The parameters used for deciding the peak are:
1) DAILY RECORDED CASES: Maharashtra recorded 68,631 cases on 18 April 2021, which is the highest single-day number of Covid-19 infections in the state since the pandemic began. From 4 April to 17 April, Maharashtra’s recorded daily cases were between 47,000 and 67,000.
2) COVID-19 POSITIVITY YIELD: The downward trend is not linked to low testing numbers. In fact, the daily testing numbers have been on the higher side. Of the 2.5 crore total tests done, 51 lakh tests are done in the last 26 days, an average of 2 lakh daily and a record 289,535 tests on 25 April. The cumulative positivity yield was 14.4% on 2 April and 16.5% on 26 April. The positivity yield with 68,631 cases in 273,272 tests done on 18 April 2021 was 25% and came down to 20% on 7 May 2021.

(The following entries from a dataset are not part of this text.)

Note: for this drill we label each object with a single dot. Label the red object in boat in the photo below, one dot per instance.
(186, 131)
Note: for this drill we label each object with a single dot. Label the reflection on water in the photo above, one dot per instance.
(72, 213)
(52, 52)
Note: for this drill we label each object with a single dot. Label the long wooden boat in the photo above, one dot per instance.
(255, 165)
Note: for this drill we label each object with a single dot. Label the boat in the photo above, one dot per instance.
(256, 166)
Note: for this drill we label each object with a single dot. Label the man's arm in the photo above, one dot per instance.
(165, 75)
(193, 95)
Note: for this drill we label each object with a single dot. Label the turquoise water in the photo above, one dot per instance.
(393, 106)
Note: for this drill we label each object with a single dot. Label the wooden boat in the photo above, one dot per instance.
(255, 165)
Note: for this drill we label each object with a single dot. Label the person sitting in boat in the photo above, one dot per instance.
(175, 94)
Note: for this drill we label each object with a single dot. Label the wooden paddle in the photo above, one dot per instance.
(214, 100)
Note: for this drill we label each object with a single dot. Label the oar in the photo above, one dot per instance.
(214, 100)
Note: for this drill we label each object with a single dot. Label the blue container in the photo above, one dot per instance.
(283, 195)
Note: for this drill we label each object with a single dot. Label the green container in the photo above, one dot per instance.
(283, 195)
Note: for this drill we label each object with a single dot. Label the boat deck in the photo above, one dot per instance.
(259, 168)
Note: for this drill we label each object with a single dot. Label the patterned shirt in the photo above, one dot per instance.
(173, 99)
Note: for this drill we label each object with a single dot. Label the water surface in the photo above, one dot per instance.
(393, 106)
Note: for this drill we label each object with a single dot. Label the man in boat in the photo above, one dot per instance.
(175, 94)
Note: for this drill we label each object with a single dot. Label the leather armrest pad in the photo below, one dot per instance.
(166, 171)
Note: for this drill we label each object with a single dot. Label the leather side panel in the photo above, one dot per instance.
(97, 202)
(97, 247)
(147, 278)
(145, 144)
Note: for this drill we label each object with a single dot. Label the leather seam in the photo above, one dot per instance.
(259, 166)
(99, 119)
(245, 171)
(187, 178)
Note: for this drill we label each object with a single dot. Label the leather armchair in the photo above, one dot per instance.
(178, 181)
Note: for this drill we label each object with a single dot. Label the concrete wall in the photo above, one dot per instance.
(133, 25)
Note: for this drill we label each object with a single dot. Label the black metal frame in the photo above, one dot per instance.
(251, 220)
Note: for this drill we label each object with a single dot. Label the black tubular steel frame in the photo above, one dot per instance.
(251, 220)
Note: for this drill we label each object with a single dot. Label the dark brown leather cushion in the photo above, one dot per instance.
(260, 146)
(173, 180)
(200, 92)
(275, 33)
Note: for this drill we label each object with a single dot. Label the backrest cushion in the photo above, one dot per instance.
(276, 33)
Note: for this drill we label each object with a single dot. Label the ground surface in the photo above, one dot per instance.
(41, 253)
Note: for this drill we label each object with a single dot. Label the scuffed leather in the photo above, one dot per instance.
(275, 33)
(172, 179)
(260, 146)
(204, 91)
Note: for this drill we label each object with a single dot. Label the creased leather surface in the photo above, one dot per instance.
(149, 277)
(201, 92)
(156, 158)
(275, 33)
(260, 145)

3) ACTIVE CASES OF COVID-19 INFECTIONS: Looking at active cases’ parameter, the highest number of active cases of 699,858 was on 22 April, whereas it has been on a downward trend since then, with 654,758 on 7 May. The highest addition to active cases, 29,331 was on 4 April and the highest recovery of 74,075 cases was on 23 April.
4) DAILY DEATHS DUE TO COVID-19: Maharashtra recorded the highest number of daily deaths on 28 April 2021 at 1,035. The decline in deaths is seen two weeks later, as active cases at peak will keep on recovering and some will end up in some deaths at a gap of around two weeks.
Passing the peak is indeed the most important goal; however, subsequent surges can come, as seen in several countries of Europe. India being a vast country, some states may have different peaks. We cannot lower our guard. Mask remains the most important tool and prevents infections from any of the variants and mutants of the coronavirus, and the next being the vaccine; which has another historic day in its trajectory with the beginning of universal vaccination starting 1 May to cover even the 18-44 age group. Challenges are there, so also solutions and opportunities. Human work with admirable capacity during crisis was on display last fortnight. Let us hope that unitedly we can conquer the coronavirus sooner than later.
Dr Ishwar Gilada is Mumbai-based Consultant in HIV and Infectious Diseases, Secretary General Organised Medicine Academic Guild (OMAG), President, AIDS Society of India (ASI) & Governing Council Member, International AIDS Society (IAS).